Rep. Judy Chu (D-CA) and 27 cosponsors introduced a bill in the House of Representatives this summer requiring OSHA to issue a proposed heat stress standard within 2 years and a final regulation within 42 months. The federal standard would have to be at least as effective as the most stringent state standard and include provisions for hydration and paid rest breaks, medical surveillance, and recordkeeping.

Fatigue

The National Safety Council (NSC) estimates a typical employer with 1,000 employees can expect to lose more than $1 million a year due to fatigue:

  • $272,000 due to absenteeism,
  • $776,000 due to “presenteeism” (employees who are at work but not fully functional), and
  • $536,000 in healthcare costs.

The NSC and researchers at Brigham and Women’s Hospital in Boston developed the “NSC Fatigue Cost Calculator” to estimate the cost of sleep deficiency for individual businesses.

Fatigue has been cited as a factor in some of the biggest industrial accidents in history, including the 2005 BP Texas City oil refinery explosion, 2009 Colgan Air Crash, and 2010 Deepwater Horizon oil spill.

Fatigue also is a leading cause in motor vehicle crashes, and even nonfatal injuries can be serious. While the median number of days away from work for most workplace injuries is 8 days, the median for roadway incidents is 10.
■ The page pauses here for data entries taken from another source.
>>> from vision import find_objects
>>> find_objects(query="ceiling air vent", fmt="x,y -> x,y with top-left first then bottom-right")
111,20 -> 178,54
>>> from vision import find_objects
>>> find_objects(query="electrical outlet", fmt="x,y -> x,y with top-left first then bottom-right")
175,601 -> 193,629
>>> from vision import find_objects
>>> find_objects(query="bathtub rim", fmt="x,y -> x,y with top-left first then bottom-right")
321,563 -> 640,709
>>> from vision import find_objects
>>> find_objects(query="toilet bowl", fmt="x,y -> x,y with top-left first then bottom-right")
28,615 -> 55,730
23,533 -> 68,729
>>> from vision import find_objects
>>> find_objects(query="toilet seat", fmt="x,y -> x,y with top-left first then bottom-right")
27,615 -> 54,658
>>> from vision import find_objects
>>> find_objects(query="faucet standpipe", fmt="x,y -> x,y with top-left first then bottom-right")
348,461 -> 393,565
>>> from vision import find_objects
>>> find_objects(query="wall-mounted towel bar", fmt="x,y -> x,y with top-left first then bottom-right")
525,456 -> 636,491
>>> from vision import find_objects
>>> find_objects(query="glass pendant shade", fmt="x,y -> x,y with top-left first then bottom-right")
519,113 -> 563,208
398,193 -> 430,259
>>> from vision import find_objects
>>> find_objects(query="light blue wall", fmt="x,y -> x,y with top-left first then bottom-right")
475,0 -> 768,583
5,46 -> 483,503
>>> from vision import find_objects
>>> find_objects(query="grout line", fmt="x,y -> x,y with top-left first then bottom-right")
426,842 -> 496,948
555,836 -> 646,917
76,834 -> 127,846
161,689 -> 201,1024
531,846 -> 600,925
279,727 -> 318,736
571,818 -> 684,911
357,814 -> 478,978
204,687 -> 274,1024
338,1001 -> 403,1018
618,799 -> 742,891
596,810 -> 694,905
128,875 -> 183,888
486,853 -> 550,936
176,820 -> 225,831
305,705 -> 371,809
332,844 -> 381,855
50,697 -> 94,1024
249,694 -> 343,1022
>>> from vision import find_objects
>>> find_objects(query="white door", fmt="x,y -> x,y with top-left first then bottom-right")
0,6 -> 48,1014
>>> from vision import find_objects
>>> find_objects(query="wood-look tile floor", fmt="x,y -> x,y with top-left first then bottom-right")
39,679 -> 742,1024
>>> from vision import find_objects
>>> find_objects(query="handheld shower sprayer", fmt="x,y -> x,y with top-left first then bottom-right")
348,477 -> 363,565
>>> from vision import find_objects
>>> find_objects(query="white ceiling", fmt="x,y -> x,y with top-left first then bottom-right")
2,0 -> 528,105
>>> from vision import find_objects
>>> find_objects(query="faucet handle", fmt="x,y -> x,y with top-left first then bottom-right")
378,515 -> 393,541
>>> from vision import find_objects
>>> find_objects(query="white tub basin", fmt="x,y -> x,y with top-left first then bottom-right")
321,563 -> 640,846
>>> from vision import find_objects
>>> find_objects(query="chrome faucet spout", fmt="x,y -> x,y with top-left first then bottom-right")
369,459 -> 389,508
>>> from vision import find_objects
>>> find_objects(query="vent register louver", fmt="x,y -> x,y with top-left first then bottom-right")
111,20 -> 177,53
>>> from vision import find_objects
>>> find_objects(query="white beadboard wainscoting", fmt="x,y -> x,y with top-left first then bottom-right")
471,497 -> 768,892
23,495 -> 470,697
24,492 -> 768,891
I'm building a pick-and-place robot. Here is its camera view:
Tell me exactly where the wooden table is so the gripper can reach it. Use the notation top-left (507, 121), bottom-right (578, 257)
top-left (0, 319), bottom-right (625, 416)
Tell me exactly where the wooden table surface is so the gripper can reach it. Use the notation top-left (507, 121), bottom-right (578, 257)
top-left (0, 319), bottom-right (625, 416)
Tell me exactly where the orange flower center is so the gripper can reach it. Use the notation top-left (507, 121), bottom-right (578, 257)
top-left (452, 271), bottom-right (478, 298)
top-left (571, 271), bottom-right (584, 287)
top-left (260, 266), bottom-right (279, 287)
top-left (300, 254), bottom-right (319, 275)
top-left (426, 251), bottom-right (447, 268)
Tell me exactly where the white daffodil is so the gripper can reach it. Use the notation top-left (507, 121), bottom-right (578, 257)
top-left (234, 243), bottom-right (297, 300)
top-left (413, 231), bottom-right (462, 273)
The ASSP began studying the use of body sensors to help detect signs of fatigue and alert supervisors to the need for intervention. Researchers found the common root causes of fatigue were lack of sleep, shift schedule, and work stress. Wearable sensors monitoring body movements can detect the starting point of fatigue.  Wearable sensors can detect physical fatigue in a number of different occupational settings, and researchers suggested manufacturing-sector employers could benefit from investing in data-driven assessments to prevent occupational injury.

However, employees and labor unions could challenge the adoption of body sensor technology.

The American Industrial Hygiene Association (AIHA) supports collecting and analyzing large amounts of data from body sensors to better protect workers. The group called for significant increases in funding for research and development of sensors to detect workers’ exposures to biological, chemical, physical, and radiological hazards.

Marijuana grow operation

Canna Obscura / Shutterstock.com

Cannabis

Safety problems posed by worker impairment will plague employers as more states pass medical and recreational cannabis/marijuana laws.

Illinois became the 11th state to legalize recreational use of marijuana. Now, 34 states and Washington, D.C., have legalized either medical or recreational marijuana use. Illinois’s law goes into effect January 1. Several bills to decriminalize, reclassify, or legalize marijuana also have been introduced in the U.S. Congress.

Employers have good reason for concern. Positive drug test results for transportation and warehousing workers increased by double digits between 2015 and 2017, according to laboratory testing firm Quest Diagnostics.

Six industry sectors saw year-over-year increases in positive results for marijuana of least 20%—transportation and warehousing, other services, construction, wholesale trade, manufacturing, and accommodation and food services.

There is no test yet that measures the degree of impairment caused by various levels of tetrahydrocannabinol (THC).

While the impacts of various blood alcohol levels are well understood, the science behind marijuana impairment is not as well defined. In the absence of any reliable impairment testing, the AIHA and NSC both have advocated for zero-tolerance policies for workers in safety-sensitive positions.

The NSC has pointed out that an increase in motor vehicle accidents involving THC occurs in states after implementation of medical or recreational marijuana laws. The American College of Occupational and Environmental Medicine (ACOEM) also released a policy statement cautioning that marijuana interferes with safety performance in the workplace.